藍野まお、神田岳、Takumi、Chiho、Nobuhiko Nishimura、宮嶋友之、村田雄一郎、Yu Hirata、Riku Toyama 
『パトスについて』
2021.9.23-2021.9.26
at WEST 2-A

大学時代の写真部OB・OGと現役生が再集結して開催されているグループ展『パトスについて』。
アリストテレスのの提唱した「パトス」という言葉をそれぞれの解釈で表現した作品が展示されています。


大学写真部のOB・OG、現役生9名からなるこの展示は、ギリシア哲学においてアリストテレスが提唱した「パトス=情念」という言葉を写真で表現するという共通テーマのもと、それぞれが作品を構成しています。

哲学に明るくない人にとっては耳馴染みのない言葉かもしれませんが、英語の「パッション」という言葉の語源といえばわかりやすいかもしれません。ちなみに対義語は「ロゴス」で、こちらは英語の「ロジック」の語源です。




亡くなった祖母の住んでいた木造住宅を記録したというTakumiさんの作品。
そこにその人がいなくても、そこに「いた」という気配や機微を光と影、残されたものを丁寧に写しとることにより表現された作品です。




自身がよく聴いているというアーティストの曲からインスピレーションを得た藍野まおさんの「しょうもな」。タイトルをそのまま体現しているような直情的なポートレイト作品はまさに「パトス」を表現した作品。どうにもできないやるせなさややり場のない感情、脱力感が伝わってきます。
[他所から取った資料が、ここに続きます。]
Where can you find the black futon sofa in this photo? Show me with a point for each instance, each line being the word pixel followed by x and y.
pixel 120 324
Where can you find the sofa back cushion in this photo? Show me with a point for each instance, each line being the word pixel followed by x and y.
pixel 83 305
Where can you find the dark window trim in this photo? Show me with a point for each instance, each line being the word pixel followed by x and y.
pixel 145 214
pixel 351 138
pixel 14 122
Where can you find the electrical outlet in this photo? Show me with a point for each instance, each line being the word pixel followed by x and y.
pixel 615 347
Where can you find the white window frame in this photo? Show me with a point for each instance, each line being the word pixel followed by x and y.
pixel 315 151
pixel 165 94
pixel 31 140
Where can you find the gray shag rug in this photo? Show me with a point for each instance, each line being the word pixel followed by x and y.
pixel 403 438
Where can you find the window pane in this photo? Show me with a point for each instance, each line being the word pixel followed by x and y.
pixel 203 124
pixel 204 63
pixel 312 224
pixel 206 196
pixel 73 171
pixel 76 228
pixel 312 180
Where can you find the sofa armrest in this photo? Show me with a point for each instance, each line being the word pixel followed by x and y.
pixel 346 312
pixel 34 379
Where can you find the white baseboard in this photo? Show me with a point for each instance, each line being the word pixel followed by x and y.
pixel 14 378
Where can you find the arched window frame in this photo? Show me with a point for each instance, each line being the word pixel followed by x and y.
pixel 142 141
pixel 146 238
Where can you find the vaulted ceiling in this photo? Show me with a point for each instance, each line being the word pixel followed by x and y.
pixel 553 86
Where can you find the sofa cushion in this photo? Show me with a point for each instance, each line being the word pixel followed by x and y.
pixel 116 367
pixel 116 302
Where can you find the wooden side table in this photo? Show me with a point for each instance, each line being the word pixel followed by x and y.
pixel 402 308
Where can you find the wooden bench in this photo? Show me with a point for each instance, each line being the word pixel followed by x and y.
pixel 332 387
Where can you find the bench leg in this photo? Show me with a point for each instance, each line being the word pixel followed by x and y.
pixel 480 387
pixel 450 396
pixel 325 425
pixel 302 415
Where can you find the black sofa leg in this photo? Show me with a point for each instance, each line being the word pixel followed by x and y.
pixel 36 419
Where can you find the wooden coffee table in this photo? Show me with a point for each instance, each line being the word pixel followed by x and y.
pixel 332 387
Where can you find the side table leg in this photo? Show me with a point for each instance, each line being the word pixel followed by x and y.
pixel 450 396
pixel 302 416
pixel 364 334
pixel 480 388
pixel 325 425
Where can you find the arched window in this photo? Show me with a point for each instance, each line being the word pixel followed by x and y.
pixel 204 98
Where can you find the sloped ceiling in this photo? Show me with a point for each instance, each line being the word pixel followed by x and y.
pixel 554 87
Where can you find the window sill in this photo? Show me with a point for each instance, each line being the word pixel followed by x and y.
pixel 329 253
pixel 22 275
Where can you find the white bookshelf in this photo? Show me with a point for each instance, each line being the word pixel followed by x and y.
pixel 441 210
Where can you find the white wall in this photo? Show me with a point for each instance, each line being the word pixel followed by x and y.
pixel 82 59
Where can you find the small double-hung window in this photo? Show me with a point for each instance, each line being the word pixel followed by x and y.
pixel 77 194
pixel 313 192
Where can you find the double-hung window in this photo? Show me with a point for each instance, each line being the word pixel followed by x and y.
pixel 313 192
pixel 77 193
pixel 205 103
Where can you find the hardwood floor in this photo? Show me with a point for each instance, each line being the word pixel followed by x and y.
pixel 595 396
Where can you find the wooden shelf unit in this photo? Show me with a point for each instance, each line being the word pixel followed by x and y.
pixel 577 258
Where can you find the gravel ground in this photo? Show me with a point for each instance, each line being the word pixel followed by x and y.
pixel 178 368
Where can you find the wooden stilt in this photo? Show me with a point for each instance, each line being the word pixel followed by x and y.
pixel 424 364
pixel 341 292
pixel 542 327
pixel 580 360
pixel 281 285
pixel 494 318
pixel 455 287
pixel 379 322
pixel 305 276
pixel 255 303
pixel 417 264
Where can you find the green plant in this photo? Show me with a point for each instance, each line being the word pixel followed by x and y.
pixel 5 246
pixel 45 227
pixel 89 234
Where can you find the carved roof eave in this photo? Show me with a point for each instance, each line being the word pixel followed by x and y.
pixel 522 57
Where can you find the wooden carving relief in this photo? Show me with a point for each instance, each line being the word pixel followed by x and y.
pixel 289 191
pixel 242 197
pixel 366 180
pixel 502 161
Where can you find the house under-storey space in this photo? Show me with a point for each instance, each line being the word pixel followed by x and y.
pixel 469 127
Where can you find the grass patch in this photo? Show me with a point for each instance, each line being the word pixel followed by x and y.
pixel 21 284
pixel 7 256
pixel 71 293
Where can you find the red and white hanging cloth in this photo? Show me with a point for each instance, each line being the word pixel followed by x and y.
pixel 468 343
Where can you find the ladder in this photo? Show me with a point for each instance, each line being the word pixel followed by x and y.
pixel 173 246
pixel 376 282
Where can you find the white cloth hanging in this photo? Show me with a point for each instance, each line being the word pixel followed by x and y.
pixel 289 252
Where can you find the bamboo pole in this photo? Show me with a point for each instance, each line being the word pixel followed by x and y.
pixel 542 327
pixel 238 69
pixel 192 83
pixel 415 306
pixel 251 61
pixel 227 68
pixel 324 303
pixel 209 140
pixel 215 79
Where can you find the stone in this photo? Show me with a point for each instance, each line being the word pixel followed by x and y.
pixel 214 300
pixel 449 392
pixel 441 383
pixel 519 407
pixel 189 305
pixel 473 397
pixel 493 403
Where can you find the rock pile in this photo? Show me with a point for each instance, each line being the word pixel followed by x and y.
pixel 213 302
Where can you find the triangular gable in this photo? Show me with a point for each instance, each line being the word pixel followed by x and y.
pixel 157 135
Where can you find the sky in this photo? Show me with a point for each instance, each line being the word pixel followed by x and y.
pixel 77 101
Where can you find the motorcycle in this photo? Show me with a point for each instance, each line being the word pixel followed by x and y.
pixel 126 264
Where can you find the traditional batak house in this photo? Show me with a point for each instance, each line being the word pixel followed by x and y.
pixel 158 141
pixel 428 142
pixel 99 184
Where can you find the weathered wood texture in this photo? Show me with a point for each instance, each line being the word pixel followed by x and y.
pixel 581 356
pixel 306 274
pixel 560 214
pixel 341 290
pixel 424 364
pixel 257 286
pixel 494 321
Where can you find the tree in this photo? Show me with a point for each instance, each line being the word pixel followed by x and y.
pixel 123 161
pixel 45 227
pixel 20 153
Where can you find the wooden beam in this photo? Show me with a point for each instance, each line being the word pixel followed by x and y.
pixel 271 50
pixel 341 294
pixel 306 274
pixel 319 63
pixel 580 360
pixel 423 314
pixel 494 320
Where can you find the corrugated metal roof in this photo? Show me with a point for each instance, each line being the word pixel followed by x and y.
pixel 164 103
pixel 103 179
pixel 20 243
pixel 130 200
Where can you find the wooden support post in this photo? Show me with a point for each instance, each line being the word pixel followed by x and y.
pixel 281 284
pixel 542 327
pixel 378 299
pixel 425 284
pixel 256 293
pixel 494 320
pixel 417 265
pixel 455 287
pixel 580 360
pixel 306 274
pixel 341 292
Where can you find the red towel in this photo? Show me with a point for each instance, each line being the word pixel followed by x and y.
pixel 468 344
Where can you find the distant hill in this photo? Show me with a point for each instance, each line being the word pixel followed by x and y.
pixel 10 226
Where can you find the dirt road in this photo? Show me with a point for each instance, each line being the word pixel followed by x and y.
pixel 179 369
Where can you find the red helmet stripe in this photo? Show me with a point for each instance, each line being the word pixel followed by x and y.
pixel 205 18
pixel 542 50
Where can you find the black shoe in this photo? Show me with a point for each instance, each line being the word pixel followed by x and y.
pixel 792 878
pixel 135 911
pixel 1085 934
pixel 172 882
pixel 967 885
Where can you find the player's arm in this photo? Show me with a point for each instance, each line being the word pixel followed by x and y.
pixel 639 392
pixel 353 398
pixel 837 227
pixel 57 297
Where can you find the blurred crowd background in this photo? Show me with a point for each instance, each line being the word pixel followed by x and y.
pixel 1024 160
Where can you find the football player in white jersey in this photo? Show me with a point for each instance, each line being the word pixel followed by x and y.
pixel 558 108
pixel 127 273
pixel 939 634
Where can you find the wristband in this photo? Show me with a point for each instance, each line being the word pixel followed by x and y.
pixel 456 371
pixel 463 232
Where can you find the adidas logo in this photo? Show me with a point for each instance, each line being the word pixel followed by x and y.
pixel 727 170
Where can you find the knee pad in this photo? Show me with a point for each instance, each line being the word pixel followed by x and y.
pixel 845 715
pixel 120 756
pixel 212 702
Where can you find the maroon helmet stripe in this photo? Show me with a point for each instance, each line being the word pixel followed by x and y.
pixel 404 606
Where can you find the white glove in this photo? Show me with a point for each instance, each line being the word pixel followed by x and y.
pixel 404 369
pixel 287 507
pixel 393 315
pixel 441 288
参加者の一人であるTakumiさんに伺ったところ、コロナ禍で写真を新たに撮りに行く難しさもあったといいます。そんな中、ある意味現状を象徴的に表現した作品がこちらの神田岳さんの作品。

新宿駅前の有名な飲み屋街を捉えたこの写真は、左側がコロナ以前で、右側はコロナ禍で撮影したもの。分かり易すぎるほど、そして痛々しくも感じるほどに横丁の風景が一変しています。




そしてこちらのNobuhiko Nishimuraさんの作品は、そんな閉塞感が漂う中でも希望を見出そうという意志が現れた作品。「HOPE」というタイトルが象徴するように、道端に打ち捨てられたマスクや路傍に停まるカラスなどのスナップの中心には、神々しく差し込む日の出を捉えた写真が据えられています。




本記事で取り上げさせて頂いた作品だけでなく、並んでいる作品にはテーマとともにそれぞれの撮影者の個性が現れた作品が所狭しと並んでいます。

ブック作品も含めるとかなり見ごたえのある展示となっておりますので、写真好きはもちろん、そうでない方もご興味がありましたらぜひお立ち寄りください。展示は9/26(日)まで開催中です。